Que outro político brasileiro alcançou a dimensão mítica de Vargas cuja doutrina nacionalista e trabalhista ocupou a cena brasileira até a recente revolução neoliberal que busca incessante o tiro de misericórdia capaz de enterrá-la, doutrina ainda viva em nosso ambiente político?

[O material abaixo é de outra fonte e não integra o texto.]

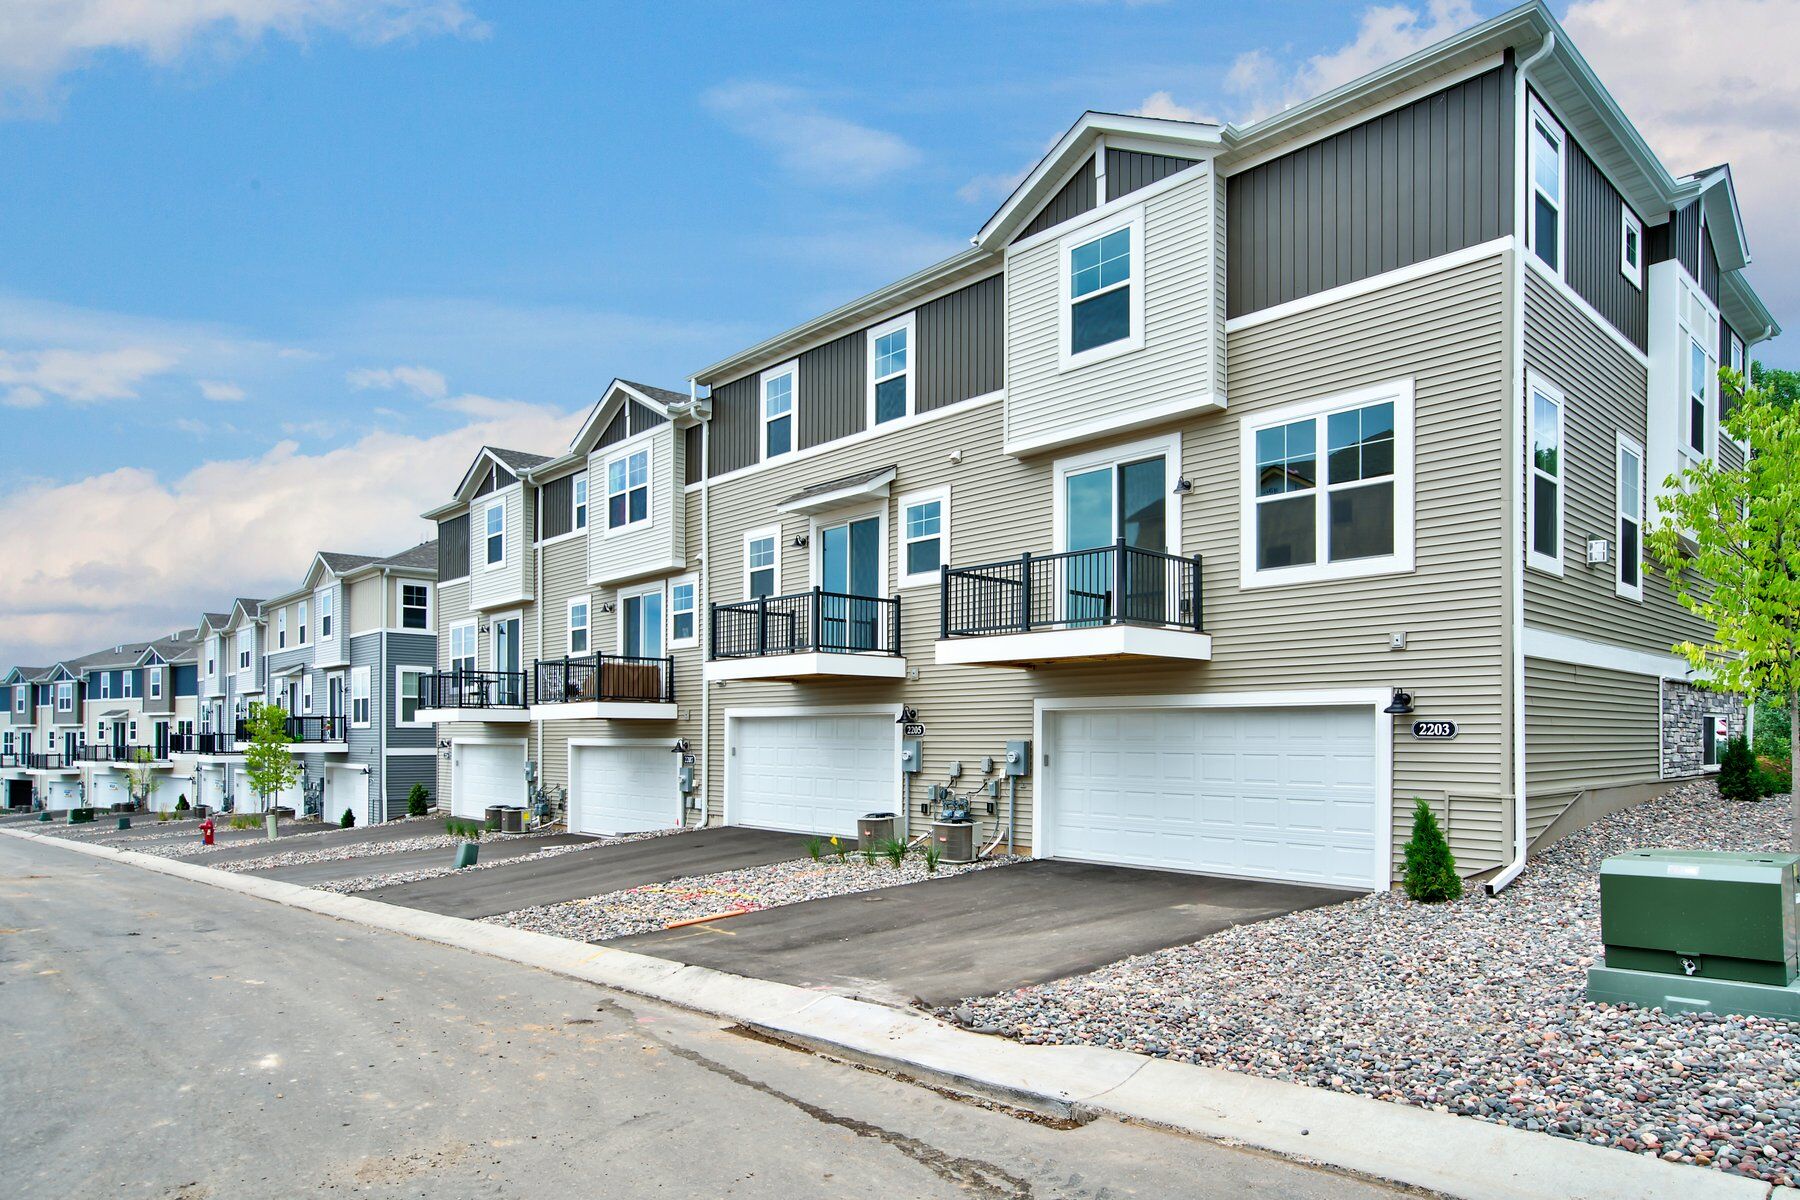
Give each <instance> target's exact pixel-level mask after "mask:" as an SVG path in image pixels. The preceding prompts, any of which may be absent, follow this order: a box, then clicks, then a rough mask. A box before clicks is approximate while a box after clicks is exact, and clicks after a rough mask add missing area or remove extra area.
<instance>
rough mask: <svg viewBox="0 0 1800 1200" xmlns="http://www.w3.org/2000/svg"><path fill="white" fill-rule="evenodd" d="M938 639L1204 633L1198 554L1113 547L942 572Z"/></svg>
mask: <svg viewBox="0 0 1800 1200" xmlns="http://www.w3.org/2000/svg"><path fill="white" fill-rule="evenodd" d="M940 588H941V592H940V597H941V608H940V613H941V617H940V621H941V626H940V631H938V635H940V637H945V639H949V637H981V635H986V633H1030V631H1033V630H1080V628H1089V626H1100V624H1141V626H1154V628H1163V630H1188V631H1193V633H1204V631H1206V622H1204V612H1202V610H1204V604H1202V592H1201V556H1199V554H1195V556H1193V558H1177V556H1174V554H1163V552H1161V551H1143V549H1138V547H1134V545H1125V543H1123V542H1118V543H1114V545H1103V547H1096V549H1093V551H1066V552H1062V554H1021V556H1019V558H1015V560H1008V561H1003V563H985V565H981V567H945V569H943V572H941V583H940Z"/></svg>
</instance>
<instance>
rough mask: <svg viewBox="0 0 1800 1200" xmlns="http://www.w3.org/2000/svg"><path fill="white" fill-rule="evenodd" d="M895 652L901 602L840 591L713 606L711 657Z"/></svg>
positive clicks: (894, 599)
mask: <svg viewBox="0 0 1800 1200" xmlns="http://www.w3.org/2000/svg"><path fill="white" fill-rule="evenodd" d="M812 651H823V653H833V655H898V653H900V601H898V599H896V597H878V596H848V594H844V592H826V590H824V588H814V590H810V592H794V594H790V596H761V597H758V599H751V601H738V603H734V604H713V657H715V658H761V657H767V655H801V653H812Z"/></svg>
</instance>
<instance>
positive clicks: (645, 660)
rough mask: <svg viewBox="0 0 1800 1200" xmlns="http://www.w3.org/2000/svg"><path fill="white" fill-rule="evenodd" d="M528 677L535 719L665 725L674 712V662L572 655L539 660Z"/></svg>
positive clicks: (601, 655) (641, 659) (618, 655)
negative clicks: (663, 721) (595, 720)
mask: <svg viewBox="0 0 1800 1200" xmlns="http://www.w3.org/2000/svg"><path fill="white" fill-rule="evenodd" d="M531 675H533V678H531V716H533V720H549V721H558V720H560V721H574V720H590V718H607V720H648V721H666V720H673V718H675V716H677V709H675V658H671V657H666V658H639V657H634V655H599V653H596V655H576V657H569V658H540V660H538V662H536V664H535V667H533V673H531Z"/></svg>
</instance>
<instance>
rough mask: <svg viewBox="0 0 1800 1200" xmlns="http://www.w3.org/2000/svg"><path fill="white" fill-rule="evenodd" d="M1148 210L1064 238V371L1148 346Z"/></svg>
mask: <svg viewBox="0 0 1800 1200" xmlns="http://www.w3.org/2000/svg"><path fill="white" fill-rule="evenodd" d="M1141 263H1143V209H1132V210H1130V212H1127V214H1121V216H1120V218H1118V219H1114V223H1112V225H1109V227H1098V228H1087V230H1082V232H1076V234H1069V236H1067V237H1064V239H1062V354H1060V365H1062V369H1064V371H1067V369H1071V367H1080V365H1084V363H1087V362H1093V360H1098V358H1109V356H1112V354H1116V353H1123V351H1130V349H1138V347H1139V345H1143V279H1141V270H1143V268H1141Z"/></svg>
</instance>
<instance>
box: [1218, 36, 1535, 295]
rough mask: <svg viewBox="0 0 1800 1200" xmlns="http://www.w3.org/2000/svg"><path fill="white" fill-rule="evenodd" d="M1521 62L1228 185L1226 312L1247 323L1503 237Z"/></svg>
mask: <svg viewBox="0 0 1800 1200" xmlns="http://www.w3.org/2000/svg"><path fill="white" fill-rule="evenodd" d="M1512 175H1514V167H1512V63H1510V59H1508V63H1505V65H1501V67H1496V68H1494V70H1489V72H1483V74H1480V76H1474V77H1472V79H1465V81H1462V83H1456V85H1453V86H1449V88H1444V90H1442V92H1433V94H1431V95H1426V97H1422V99H1418V101H1413V103H1411V104H1406V106H1402V108H1397V110H1393V112H1390V113H1382V115H1381V117H1375V119H1372V121H1366V122H1363V124H1359V126H1352V128H1348V130H1345V131H1341V133H1334V135H1332V137H1327V139H1321V140H1318V142H1312V144H1310V146H1301V148H1300V149H1296V151H1292V153H1287V155H1282V157H1280V158H1271V160H1269V162H1264V164H1258V166H1255V167H1249V169H1247V171H1242V173H1238V175H1233V176H1229V178H1228V180H1226V227H1228V228H1229V230H1231V237H1229V241H1228V246H1226V255H1228V266H1226V311H1228V317H1242V315H1244V313H1255V311H1258V309H1264V308H1271V306H1274V304H1285V302H1289V300H1300V299H1303V297H1309V295H1316V293H1319V291H1327V290H1330V288H1339V286H1343V284H1350V282H1357V281H1359V279H1368V277H1372V275H1381V273H1384V272H1391V270H1399V268H1402V266H1411V264H1413V263H1422V261H1426V259H1433V257H1438V255H1444V254H1451V252H1454V250H1462V248H1465V246H1474V245H1480V243H1483V241H1492V239H1496V237H1503V236H1505V234H1507V230H1508V228H1510V227H1512Z"/></svg>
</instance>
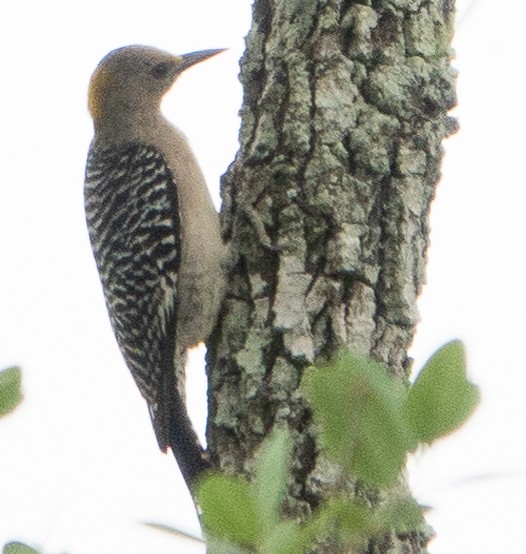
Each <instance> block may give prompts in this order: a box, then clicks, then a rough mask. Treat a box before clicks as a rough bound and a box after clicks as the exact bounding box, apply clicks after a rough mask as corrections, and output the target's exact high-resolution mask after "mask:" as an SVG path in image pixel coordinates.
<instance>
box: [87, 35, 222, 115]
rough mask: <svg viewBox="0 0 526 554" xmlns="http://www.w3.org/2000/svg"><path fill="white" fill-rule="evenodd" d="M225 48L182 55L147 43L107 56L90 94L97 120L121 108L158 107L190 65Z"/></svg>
mask: <svg viewBox="0 0 526 554" xmlns="http://www.w3.org/2000/svg"><path fill="white" fill-rule="evenodd" d="M223 51H224V49H219V50H202V51H199V52H191V53H190V54H183V55H182V56H174V55H173V54H170V53H168V52H164V51H162V50H158V49H156V48H151V47H148V46H138V45H137V46H124V47H122V48H118V49H116V50H113V51H112V52H110V53H109V54H108V55H106V56H105V57H104V58H103V59H102V60H101V62H100V63H99V65H98V66H97V68H96V69H95V71H94V73H93V75H92V77H91V81H90V85H89V93H88V108H89V111H90V114H91V116H92V117H93V119H94V121H97V120H98V119H100V118H101V117H103V116H105V115H106V114H108V113H111V112H114V111H121V110H124V111H126V110H140V111H142V110H155V109H158V108H159V106H160V103H161V100H162V97H163V96H164V94H165V93H166V92H167V91H168V90H169V89H170V87H171V86H172V85H173V84H174V82H175V80H176V79H177V77H178V76H179V75H180V74H181V73H182V72H183V71H184V70H185V69H187V68H189V67H191V66H192V65H195V64H196V63H199V62H201V61H203V60H206V59H207V58H210V57H211V56H215V55H216V54H219V53H220V52H223Z"/></svg>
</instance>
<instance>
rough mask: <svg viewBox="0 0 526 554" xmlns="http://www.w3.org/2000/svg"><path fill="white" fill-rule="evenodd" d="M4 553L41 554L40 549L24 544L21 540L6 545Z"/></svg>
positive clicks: (15, 553) (4, 546)
mask: <svg viewBox="0 0 526 554" xmlns="http://www.w3.org/2000/svg"><path fill="white" fill-rule="evenodd" d="M2 553H3V554H39V552H38V550H35V549H34V548H31V547H30V546H27V545H26V544H22V543H21V542H10V543H7V544H6V545H5V546H4V549H3V550H2Z"/></svg>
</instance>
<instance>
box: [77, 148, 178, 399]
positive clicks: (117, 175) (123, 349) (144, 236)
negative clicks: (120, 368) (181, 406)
mask: <svg viewBox="0 0 526 554" xmlns="http://www.w3.org/2000/svg"><path fill="white" fill-rule="evenodd" d="M85 205H86V217H87V222H88V230H89V235H90V239H91V243H92V246H93V250H94V253H95V259H96V262H97V266H98V269H99V274H100V278H101V281H102V285H103V289H104V293H105V298H106V304H107V307H108V311H109V313H110V319H111V321H112V324H113V328H114V332H115V336H116V338H117V341H118V343H119V346H120V349H121V351H122V353H123V355H124V358H125V360H126V363H127V365H128V366H129V368H130V370H131V372H132V375H133V377H134V378H135V381H136V382H137V385H138V387H139V390H140V391H141V393H142V395H143V396H144V397H145V398H146V400H147V402H148V404H149V405H150V408H151V409H152V407H155V405H156V404H157V403H158V401H159V398H158V394H159V390H161V389H162V388H164V387H163V385H162V381H163V380H164V377H165V376H163V374H162V373H163V369H162V368H163V367H166V365H167V363H166V362H167V361H168V360H164V359H163V357H166V356H167V352H170V353H171V356H173V352H174V343H175V331H176V330H175V322H176V320H177V318H176V310H177V275H178V270H179V260H180V239H179V236H180V228H179V209H178V201H177V188H176V186H175V183H174V179H173V176H172V174H171V172H170V170H169V168H168V166H167V164H166V162H165V160H164V158H163V156H162V155H161V153H160V152H159V151H158V150H156V149H155V148H154V147H152V146H149V145H144V144H126V145H122V146H119V147H113V148H110V149H106V150H102V151H100V150H97V148H95V147H92V148H91V149H90V153H89V156H88V162H87V167H86V181H85ZM172 361H173V359H172V360H170V363H172Z"/></svg>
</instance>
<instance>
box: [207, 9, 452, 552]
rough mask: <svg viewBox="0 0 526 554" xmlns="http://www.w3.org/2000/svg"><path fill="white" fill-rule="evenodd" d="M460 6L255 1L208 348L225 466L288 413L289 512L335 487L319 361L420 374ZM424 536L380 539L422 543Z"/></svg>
mask: <svg viewBox="0 0 526 554" xmlns="http://www.w3.org/2000/svg"><path fill="white" fill-rule="evenodd" d="M453 19H454V13H453V1H452V0H433V1H431V2H429V1H428V0H426V1H424V0H363V1H362V2H357V1H353V0H255V1H254V6H253V26H252V30H251V31H250V33H249V35H248V37H247V50H246V53H245V55H244V57H243V60H242V63H241V80H242V83H243V86H244V92H245V94H244V105H243V108H242V127H241V136H240V140H241V149H240V151H239V153H238V155H237V157H236V160H235V162H234V163H233V164H232V166H231V167H230V168H229V170H228V172H227V174H226V175H225V177H224V180H223V190H222V192H223V210H222V220H223V226H224V227H223V229H224V233H225V237H226V238H227V239H228V240H230V241H231V243H232V250H233V260H234V261H233V269H232V272H231V275H230V279H229V285H228V294H227V298H226V300H225V302H224V306H223V311H222V317H221V321H220V324H219V325H218V329H217V332H216V334H215V335H214V336H213V337H212V339H211V341H210V342H209V344H208V347H209V354H208V362H209V426H208V442H209V448H210V452H211V454H212V457H213V459H214V460H215V461H216V462H217V463H218V464H219V466H220V467H221V468H223V469H224V470H226V471H228V472H231V473H242V474H247V475H250V474H251V471H252V469H253V465H254V455H255V453H256V450H257V447H258V446H259V445H260V444H261V441H262V440H263V439H264V438H265V436H266V435H267V434H268V433H269V432H270V431H271V430H272V428H273V426H274V425H276V424H278V423H279V424H286V425H287V426H288V427H289V429H290V430H291V431H292V433H293V437H294V454H293V465H292V472H291V484H290V490H289V497H288V502H287V503H286V507H287V511H288V513H289V515H301V514H306V513H310V512H311V510H313V509H315V508H316V506H318V505H319V503H320V501H321V500H322V499H323V498H325V497H326V496H327V495H329V494H330V493H331V490H333V489H334V487H335V486H336V483H335V481H334V478H333V473H332V472H331V471H330V466H329V464H327V462H326V460H324V458H323V456H321V455H320V453H319V452H318V450H317V447H316V440H315V436H314V432H313V429H312V425H311V418H310V413H309V410H308V408H307V407H306V404H305V402H304V400H303V399H302V398H301V396H300V395H299V394H298V391H297V389H298V386H299V384H300V381H301V378H302V374H303V371H304V369H305V368H306V367H307V366H308V365H309V364H311V363H312V362H313V361H314V360H317V359H320V358H322V359H323V358H330V357H331V356H332V355H333V354H334V353H335V352H336V351H337V350H338V349H339V348H341V347H347V348H349V349H351V350H353V351H354V352H358V353H363V354H367V355H370V356H372V357H374V358H375V359H377V360H381V361H383V362H385V363H386V364H387V365H388V366H389V368H390V369H391V371H392V372H393V373H394V374H395V375H396V376H398V377H399V378H400V379H406V378H407V377H408V375H409V372H410V369H411V367H410V366H411V363H410V359H409V358H408V356H407V349H408V347H409V345H410V343H411V341H412V339H413V335H414V332H415V326H416V323H417V319H418V314H417V308H416V299H417V296H418V294H419V292H420V290H421V287H422V284H423V281H424V273H425V260H426V250H427V246H428V241H429V236H428V234H429V233H428V214H429V208H430V203H431V201H432V199H433V196H434V193H435V187H436V184H437V181H438V178H439V168H440V162H441V157H442V148H441V142H442V140H443V138H444V137H445V136H447V135H448V134H449V133H451V132H452V131H453V130H454V129H455V124H454V121H453V120H452V119H450V118H448V116H447V112H448V110H449V109H450V108H451V107H452V106H453V105H454V103H455V91H454V80H455V77H454V72H453V70H452V69H451V67H450V64H449V62H450V55H451V52H450V40H451V35H452V26H453ZM338 486H339V484H338ZM350 486H351V485H350ZM424 535H425V534H419V533H414V534H411V535H409V536H407V535H406V536H398V537H397V536H396V535H394V534H393V535H392V536H390V537H386V538H385V539H383V540H382V541H377V542H376V543H375V545H370V552H375V553H376V552H377V553H384V552H407V553H416V552H425V550H426V541H427V538H426V537H425V536H424ZM318 551H319V552H323V551H329V547H326V548H325V549H324V548H323V547H320V549H319V550H318ZM331 552H334V550H331Z"/></svg>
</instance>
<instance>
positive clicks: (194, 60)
mask: <svg viewBox="0 0 526 554" xmlns="http://www.w3.org/2000/svg"><path fill="white" fill-rule="evenodd" d="M225 50H226V48H219V49H217V50H200V51H199V52H190V53H189V54H183V55H182V56H181V58H182V62H181V65H180V66H179V72H181V71H184V70H185V69H188V68H189V67H191V66H192V65H195V64H196V63H199V62H202V61H204V60H207V59H208V58H211V57H212V56H215V55H216V54H221V52H224V51H225Z"/></svg>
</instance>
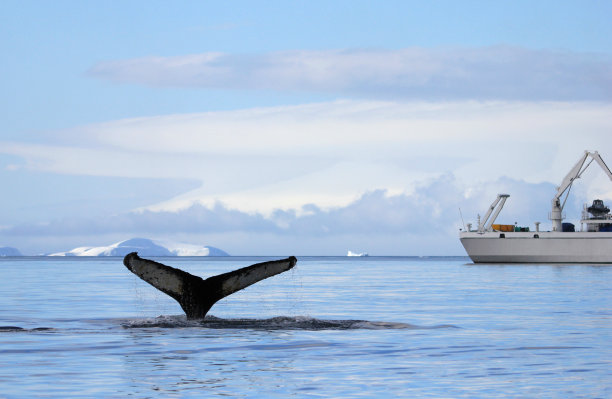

O assassinato de Vargas que a recente revolução neoliberal pratica, certamente haverá de avivar a relembrança de seu espírito indomável, líder supremo do nacionalismo e do trabalhismo brasileiros.  Consciente de que voltará e de que permanecerá atuante, assim se encerra o 5º. Parágrafo da Carta: “Meu sacrifício vos manterá unidos e meu nome será a vossa bandeira de luta. Cada gota de meu sangue será uma chama imortal na vossa consciência e manterá a vibração sagrada para a resistência”.A Carta se encerra emoldurando a dimensão mítica de Vargas: “E aos que pensam que me derrotaram respondo com a minha vitória”, vitória do nacionalismo e do trabalhismo que defendera e que permaneceriam vivos como ocorreu após sua morte, até a recente revolução neoliberal. E por fim a fala do mito, disposto a influir na história do país, como ocorrera nas décadas seguintes a sua morte: “Serenamente dou o primeiro passo no caminho da eternidade e saio da vida para entrar na história”.
Neste agosto de 2004, lembremo-nos do sacrifício de Vargas. Que outro político brasileiro teria tido tal audácia? Um viva Vargas, a seu nacionalismo e a seu trabalhismo!

Paulo Guilherme Hostin Sämy
Conselheiro e ex-diretor da Associação Brasileira dos Analistas do Mercado de Capitais (Abamec).